Another thing to consider, is smaller tanks require more daily upkeep than larger tanks... You will have to top off your small tank with fresh RO/DI water at least once a day (prob more) to keep the salinity from spiking. As water evaporates, Salt stays behind so things can get out of hand quite fast and kill the tank. They do make an automated top off controller that does it for you.

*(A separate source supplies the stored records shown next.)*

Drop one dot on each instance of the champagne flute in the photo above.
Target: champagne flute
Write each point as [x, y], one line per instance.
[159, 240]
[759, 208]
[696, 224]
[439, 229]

IMO your best bet for a first SW tank would be a 40 breeder and if possible a sump. Its a good dimension for adding rock, and fairly stable water volume. A few rules that have helped me be somewhat successfull with saltwater are: Dont skimp or use cheap equipment, its worth saving up for a good skimmer or light setup over buying 2 shitty ones. Huge skimmer, and as much flow as possible in the display to keep waste suspended. Dont cut corners, in any way... it will always come back.

A good start would be:
Tank 
Sump (added water volume is more stable, place to hide all the equipment, skimmer, heater, refuge area, topoff, DSB whatever)
Return pump (approx the same GPH as skimmer)
RO/DI water source (can buy filter setup or check LFS)
Salt (always used Reef Crystals, always have extra on hand for emergency water changes etc!)
Rock (fill sump with rubble, stack display to your liking... arches, caves, etc)
Powerheads (MJ1200s with eco-mods are affordable, or a Vortech MP10 if you want to spend some money)
Skimmer (not required, but would make your life way easier! NO SEACLONE SKIMMERS) 
Lighting (up to you, just fish dont require any light so its your preference, also not important for the first few months of the tank)

If you want to buy a "complete" setup several companies make all in one Nano tanks in lots of sizes, with lots of options for lighting etc.

Any questions?


----------



## canadianforever (Nov 2, 2012)

is a 20 gal better? can i use a regular filter? id like to be as cheap but efficient as possible dont have room nore the time for a sump :/


----------



## Ægir (Jan 21, 2006)

You could modify a HOB filter to work somewhat, but its not ideal. removing all the filter pad/etc and replacing it with as much rock rubble as possible and using one of the "surface" collectors for the intake.... You would want a large HOB filter also. Filters and rock rubble dont replace skimming so... you will not only have to be frequent with your top off, but also water changes. If your fish load is only 2 clowns in a 24 gal, you prob wont need a skimmer... if you want more fish that could change.

I would say your best bet is to just buy a nano cube, or watch local classifieds for a used one. They are all in one (lighting, filtration, etc) and will make things easier in the long run. A 24 gallon is around 250$ new, without the skimmer or stand.


----------